NINI, PAROLE D’UNE FEMME DE LA RUE


Sans-abri depuis plus de six ans, Nini, 55 ans, connaît tout de la rue. Dans un espace toujours plus masculin, elle revient sur le quotidien des femmes ; entre peur, détresse, et solidarité.

© Elma Vergerolle

Dans le Subway où elle a tenu à nous inviter, Nini se remémore son parcours. Parée de son éternel sourire, elle raconte. Les violences intra-familiales. Le manque d’écoute, lorsqu’elle et toutes les autres en ont parlé. Son métier de médiatrice sociale, suivi de sa démission. Son entrée dans le monde des sans-abri, et son envie d’aider, à son échelle.


Du chemin, elle en a parcouru. De Lille à Bayonne en passant par Dijon, depuis 2016, Nini a sillonné la France. Son témoignage, c’est celui d’une centaine d’autres femmes sans-abri ; ses « copaines de rue ».



UNE FEMME SANS-ABRI EST AGRESSÉE TOUTES LES HUIT HEURES

Si la rue semble plutôt masculine, c’est parce que les femmes se cachent pour survivre. La peur est constante, et ce même dans les centres d’accueil. « Là-bas, c’est environ 10 places pour femmes, et 50 places pour hommes. C’est dangereux, je préfère dormir dehors », confie Nini. Contre la promesse de sécurité et d’un peu de nourriture, certaines vont même jusqu’à se prostituer. « C’est malheureux parce qu’on profite d’elles », se désole-t-elle.

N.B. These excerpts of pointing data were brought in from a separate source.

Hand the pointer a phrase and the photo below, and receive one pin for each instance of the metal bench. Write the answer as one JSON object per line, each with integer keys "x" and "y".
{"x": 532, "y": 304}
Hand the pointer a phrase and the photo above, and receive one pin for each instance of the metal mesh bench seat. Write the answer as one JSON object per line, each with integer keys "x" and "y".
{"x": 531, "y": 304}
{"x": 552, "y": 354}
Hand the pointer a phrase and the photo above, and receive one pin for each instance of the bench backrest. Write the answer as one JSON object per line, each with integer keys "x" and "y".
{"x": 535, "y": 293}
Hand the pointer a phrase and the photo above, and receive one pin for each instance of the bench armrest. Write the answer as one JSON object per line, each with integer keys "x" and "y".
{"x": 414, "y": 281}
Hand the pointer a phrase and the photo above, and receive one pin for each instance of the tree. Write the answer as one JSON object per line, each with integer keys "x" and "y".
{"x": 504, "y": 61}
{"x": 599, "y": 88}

Dans cet univers, les droits des femmes n’existent plus ; notamment celui à disposer de son corps. Pourtant, malgré les nombreuses agressions et viols, ces victimes vivent la plupart du temps dans le silence. Les Invisibles, c’est le nom que leur donne Nini.


« Les constats sont faits que quand t’es vachement abîmée, ou pire, quand t’es morte », explique-t-elle. Quand on est une femme SDF, porter plainte devient un réel combat. Les accusations sont rarement prises en compte, et dénoncer un agresseur, c'est s’exposer à de potentielles représailles ; aucun suivi n’étant proposé pour assurer leur sécurité. « J’avais cette amie à Bayonne, qui a dénoncé un type. Le mec lui faisait passer des messages par les autres en disant « Quand j’vais sortir -de prison-, tu vas te prendre le double ou le triple » », raconte-t-elle. Dans cet univers où le danger est partout, Nini garde l’espoir d’un accueil permanent pour les femmes de la rue.



« J’AI EU DES PETITS GELS DOUCHE PAR UNE ASSO, J’EN AI RAMENÉ AUX COPAINES »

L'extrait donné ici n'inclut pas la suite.